Perché quegli scatti nevrotici, quelle corse contro il tempo tanto frenetiche quanto vane, gli amori e i sentimenti sbilenchi, le frustrazioni e il disagio penetrante che arduamente riusciamo a comunicare a chi ci sta intorno sono cose che ci toccano da vicino, e che sono parte integrante del nostro vissuto di spettatori e di esseri umani: per questo ci appassioniamo e parteggiamo con la vitalità di questo viscido omuncolo umano, troppo umano che pecca improvvidamente di ὕβϱις, e per questo, fino al termine della corsa, vorremmo istintivamente allontanarlo dal pericolo imminente salvandolo dalla catastrofe, dall’ineludibile resa dei conti di uno di quei finali crudeli e sferzanti che non si vedevano da molto tempo, e che t’incollano alla poltrona mozzandoti il fiato: di quelli a cui assisti stringendo i pugni col cuore in gola e facendo letteralmente il tifo, anche se dentro di te già sai come andrà a finire.
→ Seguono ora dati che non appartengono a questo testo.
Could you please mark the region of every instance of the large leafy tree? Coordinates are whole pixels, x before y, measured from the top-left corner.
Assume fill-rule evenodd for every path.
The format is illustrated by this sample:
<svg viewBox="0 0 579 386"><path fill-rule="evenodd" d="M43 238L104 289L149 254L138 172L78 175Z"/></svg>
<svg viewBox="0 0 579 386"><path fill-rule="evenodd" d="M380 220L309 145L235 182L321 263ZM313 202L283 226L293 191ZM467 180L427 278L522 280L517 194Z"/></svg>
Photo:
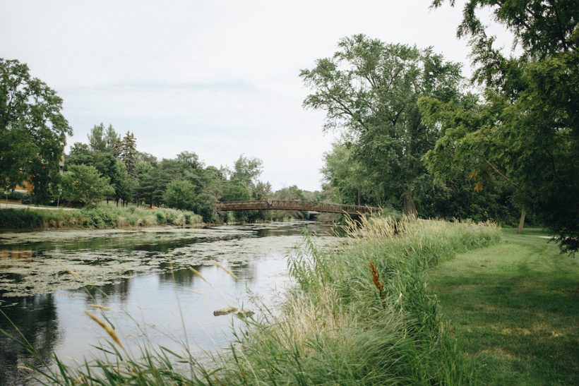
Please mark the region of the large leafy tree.
<svg viewBox="0 0 579 386"><path fill-rule="evenodd" d="M90 204L114 193L108 177L90 165L71 165L62 176L65 200Z"/></svg>
<svg viewBox="0 0 579 386"><path fill-rule="evenodd" d="M434 2L435 6L442 0ZM454 5L454 1L450 1ZM507 56L479 18L490 9L515 36ZM458 28L485 88L482 124L441 141L510 180L563 249L579 249L579 7L573 0L469 0ZM448 110L448 109L447 109ZM450 138L450 135L453 135ZM486 165L486 167L485 167Z"/></svg>
<svg viewBox="0 0 579 386"><path fill-rule="evenodd" d="M358 35L342 39L331 58L301 77L311 90L304 106L326 111L326 130L344 129L379 197L394 197L417 214L416 192L427 172L422 156L437 138L418 107L420 97L453 99L460 66L430 49Z"/></svg>
<svg viewBox="0 0 579 386"><path fill-rule="evenodd" d="M170 207L192 210L195 205L195 187L188 181L172 181L167 187L163 200Z"/></svg>
<svg viewBox="0 0 579 386"><path fill-rule="evenodd" d="M34 183L37 202L49 199L51 182L72 129L61 113L62 99L30 76L26 64L0 59L0 183L11 190Z"/></svg>

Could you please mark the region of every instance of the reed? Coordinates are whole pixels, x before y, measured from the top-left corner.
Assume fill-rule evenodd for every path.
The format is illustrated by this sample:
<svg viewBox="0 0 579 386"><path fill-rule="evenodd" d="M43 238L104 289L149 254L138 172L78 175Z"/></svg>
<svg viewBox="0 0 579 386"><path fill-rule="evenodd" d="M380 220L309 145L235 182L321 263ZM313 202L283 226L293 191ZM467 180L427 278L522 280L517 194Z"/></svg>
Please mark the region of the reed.
<svg viewBox="0 0 579 386"><path fill-rule="evenodd" d="M109 229L201 224L192 212L169 208L143 208L102 205L76 210L0 210L0 230L52 229Z"/></svg>
<svg viewBox="0 0 579 386"><path fill-rule="evenodd" d="M290 258L295 286L281 309L244 318L244 327L234 331L229 349L216 354L210 368L186 348L181 354L145 346L139 356L125 357L111 342L107 361L71 368L57 360L59 371L44 369L48 378L40 379L71 385L476 383L426 274L458 253L496 243L498 228L363 217L349 224L347 234L338 251L318 250L304 234L304 247Z"/></svg>

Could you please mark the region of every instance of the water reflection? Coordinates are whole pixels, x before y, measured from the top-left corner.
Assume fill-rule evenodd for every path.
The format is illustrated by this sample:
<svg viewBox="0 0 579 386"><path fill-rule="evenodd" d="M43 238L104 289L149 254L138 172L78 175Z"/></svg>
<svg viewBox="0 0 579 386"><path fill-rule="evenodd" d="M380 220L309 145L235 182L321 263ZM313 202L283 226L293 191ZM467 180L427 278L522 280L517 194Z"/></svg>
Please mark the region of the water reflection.
<svg viewBox="0 0 579 386"><path fill-rule="evenodd" d="M20 342L29 342L42 358L49 360L59 336L53 296L2 298L10 306L1 308L6 318L0 317L0 329ZM18 330L9 320L16 324ZM34 358L22 345L0 334L0 385L22 384L26 373L18 366L25 363L40 366L42 361Z"/></svg>
<svg viewBox="0 0 579 386"><path fill-rule="evenodd" d="M275 294L288 283L286 255L302 240L304 224L319 234L328 230L290 223L86 232L92 238L76 232L53 235L46 241L39 241L42 234L3 234L0 240L8 243L0 247L0 307L47 360L52 351L68 363L97 353L92 346L102 343L106 333L83 313L101 312L95 304L109 308L102 312L134 352L145 340L179 351L185 337L193 352L218 349L227 346L230 327L239 320L232 315L215 317L213 311L230 306L252 308L252 294L273 306ZM323 243L335 240L320 239ZM76 282L68 270L84 282ZM101 284L90 285L93 282ZM67 287L73 284L76 287ZM2 286L53 293L11 297L5 296ZM1 316L0 328L15 332ZM0 385L21 384L23 373L16 366L39 363L14 342L0 339Z"/></svg>

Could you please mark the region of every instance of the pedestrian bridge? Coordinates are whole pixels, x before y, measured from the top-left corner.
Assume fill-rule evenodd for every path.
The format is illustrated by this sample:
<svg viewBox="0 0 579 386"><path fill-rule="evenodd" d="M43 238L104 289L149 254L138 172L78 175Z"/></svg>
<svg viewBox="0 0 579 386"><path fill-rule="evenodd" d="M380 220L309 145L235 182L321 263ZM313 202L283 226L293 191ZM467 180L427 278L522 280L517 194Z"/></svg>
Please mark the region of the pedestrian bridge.
<svg viewBox="0 0 579 386"><path fill-rule="evenodd" d="M217 203L219 212L228 210L307 210L309 212L326 212L328 213L347 213L348 215L364 215L378 212L379 208L362 205L347 205L313 201L297 201L285 200L262 200L259 201L227 201Z"/></svg>

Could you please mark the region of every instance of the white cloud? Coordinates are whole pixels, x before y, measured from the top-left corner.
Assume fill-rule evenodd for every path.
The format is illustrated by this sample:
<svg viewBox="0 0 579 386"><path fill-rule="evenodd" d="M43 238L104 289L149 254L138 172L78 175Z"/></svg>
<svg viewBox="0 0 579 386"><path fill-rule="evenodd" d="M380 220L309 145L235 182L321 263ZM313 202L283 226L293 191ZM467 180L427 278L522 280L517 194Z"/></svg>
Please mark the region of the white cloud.
<svg viewBox="0 0 579 386"><path fill-rule="evenodd" d="M274 188L313 190L333 135L302 108L299 70L354 33L465 61L460 9L429 3L4 1L0 52L64 98L71 143L111 123L159 157L187 150L219 166L244 153Z"/></svg>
I Safdie, come sottolinea eloquentemente il padre spirituale Scorsese, sono dei banditi. Banditi dello sguardo e del linguaggio filmico: due ragazzacci estrosi, brillanti e ardimentosi che hanno assimilato e immagazzinato il meglio del cinema che li ha formati riplasmandolo sapientemente in un piccolo capolavoro di grazia e di tensione che pare uscito da un’epoca passata ma senza mai risultare sterilmente manierista o fine a sé stesso (Dio benedica la lucente consistenza della pellicola): un gioiello multicolore che riporta alla mente l’energia elettrica e rinfrescante di Mean Streets ma anche gli splendidi funambolismi del miglior De Palma (occhio alla meravigliosa sequenza notturna memore di Body Double), l’intima e toccante universalità del cinema di Cassavetes e la poetica del degrado di Harmony Korine.

Perché l’opale, che racchiude il segreto dell’universo e che viene dalla terra, è parte di Howard e del nostro percorso di individui, delle sconfitte e dei baluginanti fulgori di gioia che costellano le nostre vite e che si dissolvono nel conclusivo movimento di macchina che si ricollega all’infinità del cosmo scavando dentro Howard e dentro di noi, nella sua e nella nostra essenza: perché polvere siamo e polvere ritorneremo.